明日と私 106日目(season2)

 両親から与えられる『愛情』というものが私にはないということに気づいたのは、物心がついた頃からだった。

 母に幼稚園で描いた絵を見せても、父にその日あったことを話しても、二人はくすりともしない。

 最初はそれが嫌で何度も声をかけたりしたけれど、妹が生まれる前の誕生日に『我儘が過ぎる』という理由から今まであったケーキすらも買ってもらえなくなってしまった。

 その時はどうしてそんなことを言うのか分からず、ただ泣くことしか出来なかったけれど、妹が生まれてからの二人の態度の変化を見て幼心ながらに何かを察するようになる。

 

 私は……二人にとって……どうでも良い存在なんだ。


 それに気づいてからは両親に期待をすることを止め、追い出されないだけがせめてもの救いとして部屋の隅に閉じ篭もるようになる。

 無視をされても、妹と同じ待遇を受けれなくても、児相からの通報を受けても、私たちは偽りの家族を演じ続けていた。

 今になって思えば逃げるという選択肢もあったけれど当時はそこまで計算高く生きる余裕はなく、何より私のことを姉と呼んでついてくる妹のことを見捨てることができなかった。

 そして月日は流れ、何も変わることなく高校三年生を迎えると、周りが進路について悩みだすようになる。

 遠巻きにクラスメイト達を眺めながら他人事のように構えていたら、自分の将来も考えるようにと担任から催促され嫌でも向き合わされていた。
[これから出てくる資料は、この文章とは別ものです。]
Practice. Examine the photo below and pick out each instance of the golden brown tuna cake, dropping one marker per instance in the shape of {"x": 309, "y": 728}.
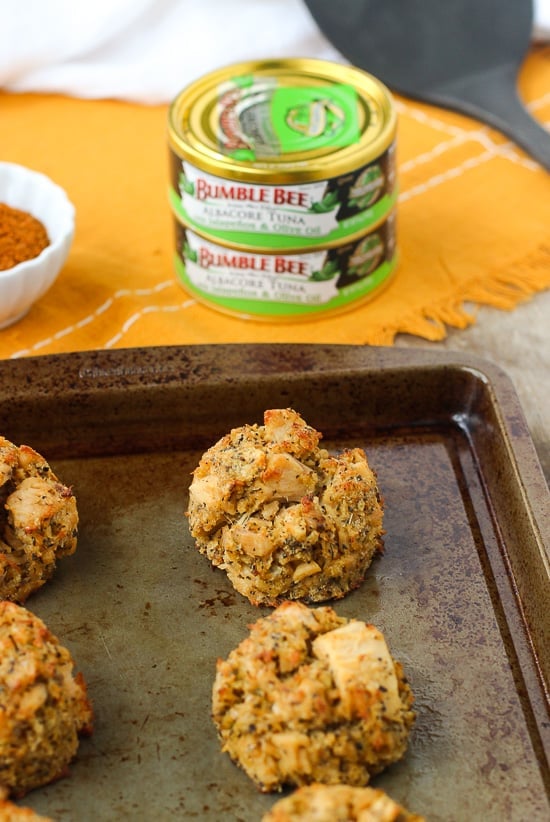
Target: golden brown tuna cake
{"x": 309, "y": 696}
{"x": 38, "y": 521}
{"x": 44, "y": 706}
{"x": 338, "y": 803}
{"x": 284, "y": 518}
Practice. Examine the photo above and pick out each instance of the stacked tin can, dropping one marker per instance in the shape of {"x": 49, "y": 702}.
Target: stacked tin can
{"x": 283, "y": 188}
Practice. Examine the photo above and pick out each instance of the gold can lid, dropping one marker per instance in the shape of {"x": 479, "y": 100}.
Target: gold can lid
{"x": 282, "y": 121}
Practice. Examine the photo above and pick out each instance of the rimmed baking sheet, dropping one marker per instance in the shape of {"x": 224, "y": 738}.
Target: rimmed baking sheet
{"x": 461, "y": 592}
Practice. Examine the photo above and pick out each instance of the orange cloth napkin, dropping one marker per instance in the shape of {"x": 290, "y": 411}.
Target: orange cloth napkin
{"x": 473, "y": 228}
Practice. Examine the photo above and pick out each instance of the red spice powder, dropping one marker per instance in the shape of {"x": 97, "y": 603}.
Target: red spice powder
{"x": 22, "y": 236}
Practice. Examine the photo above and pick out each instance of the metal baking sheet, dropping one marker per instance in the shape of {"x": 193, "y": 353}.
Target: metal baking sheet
{"x": 461, "y": 592}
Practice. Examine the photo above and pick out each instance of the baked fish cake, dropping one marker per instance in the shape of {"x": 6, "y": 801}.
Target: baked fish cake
{"x": 281, "y": 516}
{"x": 44, "y": 707}
{"x": 309, "y": 696}
{"x": 338, "y": 803}
{"x": 38, "y": 521}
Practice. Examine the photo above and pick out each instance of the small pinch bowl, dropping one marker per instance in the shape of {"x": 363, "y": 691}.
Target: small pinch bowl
{"x": 24, "y": 283}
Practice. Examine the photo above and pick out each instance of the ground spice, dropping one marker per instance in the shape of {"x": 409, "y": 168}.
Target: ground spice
{"x": 22, "y": 236}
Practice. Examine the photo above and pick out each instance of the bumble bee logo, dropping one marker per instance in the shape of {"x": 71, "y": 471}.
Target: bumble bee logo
{"x": 316, "y": 118}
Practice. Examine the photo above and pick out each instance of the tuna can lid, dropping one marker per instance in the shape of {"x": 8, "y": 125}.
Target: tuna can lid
{"x": 282, "y": 121}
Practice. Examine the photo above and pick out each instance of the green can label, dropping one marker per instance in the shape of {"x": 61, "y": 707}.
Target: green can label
{"x": 284, "y": 216}
{"x": 285, "y": 284}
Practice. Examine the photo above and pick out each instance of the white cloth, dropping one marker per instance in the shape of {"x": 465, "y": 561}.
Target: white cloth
{"x": 147, "y": 50}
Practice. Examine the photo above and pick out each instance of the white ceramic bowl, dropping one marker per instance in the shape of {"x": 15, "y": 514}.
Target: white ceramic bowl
{"x": 31, "y": 191}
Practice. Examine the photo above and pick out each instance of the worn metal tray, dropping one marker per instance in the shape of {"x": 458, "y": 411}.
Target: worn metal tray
{"x": 462, "y": 591}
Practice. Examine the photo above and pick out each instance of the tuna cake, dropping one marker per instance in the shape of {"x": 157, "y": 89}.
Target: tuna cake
{"x": 44, "y": 708}
{"x": 38, "y": 521}
{"x": 309, "y": 696}
{"x": 338, "y": 803}
{"x": 281, "y": 516}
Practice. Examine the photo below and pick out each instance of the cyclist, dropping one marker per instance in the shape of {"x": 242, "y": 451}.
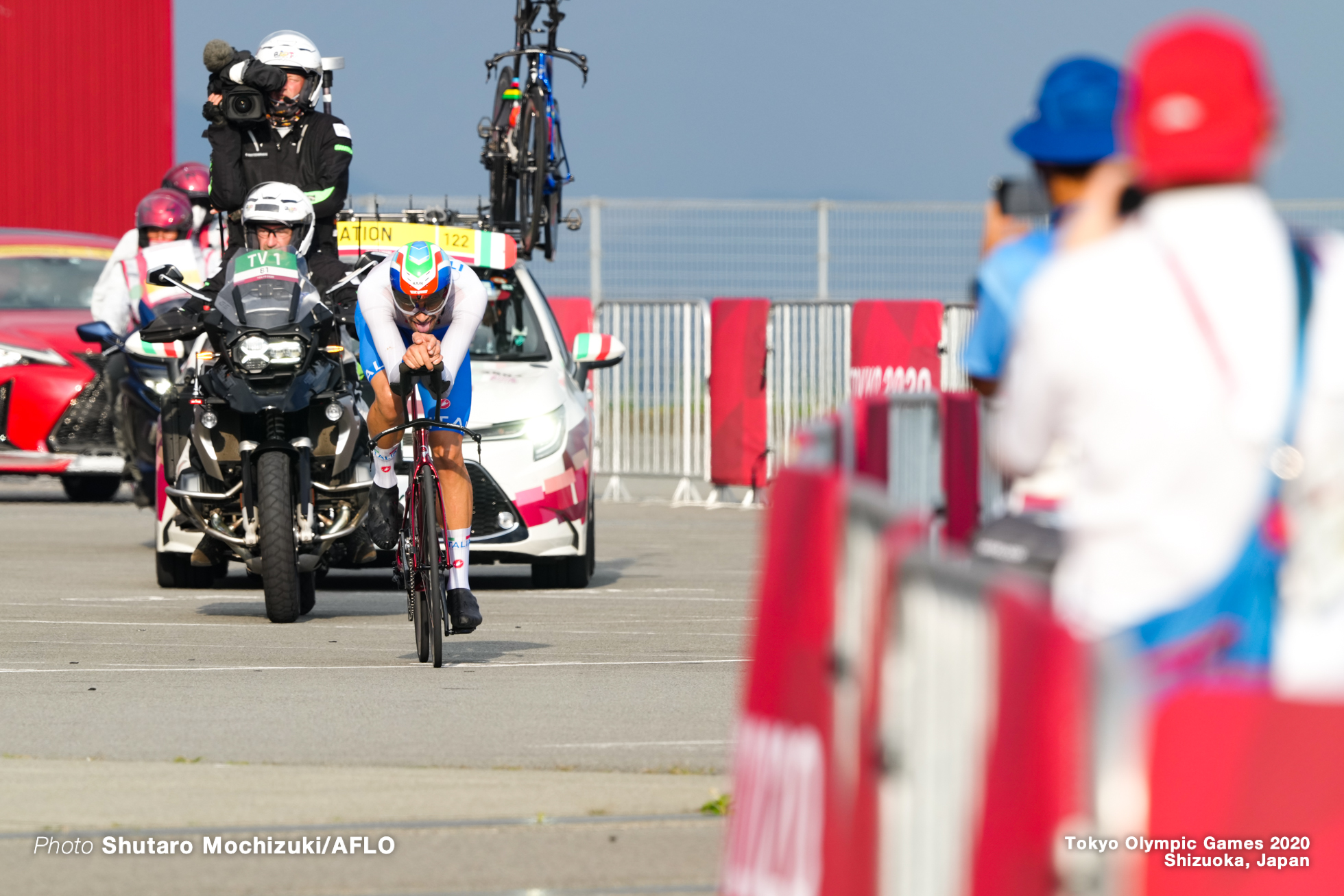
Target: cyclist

 渋々ながら、少しだけこれからの自分の姿を想像してみる。


 そうして真っ先に浮かんだのは、親のような大人が二人並んで私を蔑むような視線を送る姿だった。



 ──なんだか、疲れたな。


 

 ずっと抑えていた感情が、煮えたぎるように沸々と湧き上がってくる。

 けれど、この気持ちをどうすればいいのか、ぶつける手段すら私は知らない。

 そんな自分が唯一出来たのは、物理的に距離を取ることだけだった。

 離れて働きに出ることを伝えても二人は相変わらず無表情で、引越し日になっても見送りには妹しか来ない。

 けれど、下手に何かをされるよりかはよっぽどマシだった。

 寂しそうにする妹を尻目に、私は実家を出て一人で歩き始めていた。


 その後も色々あったけれど、今は人生において大切なパートナーを見つけて、彼女と一緒に生きていく道を二人で模索している。

 この選択に後悔はなく、あの二人の元で失っていた感情も少しずつ取り戻せている気がしている。

 時間は掛かったけれど私は女性として、一人の人間として生きている実感をようやく得ていた。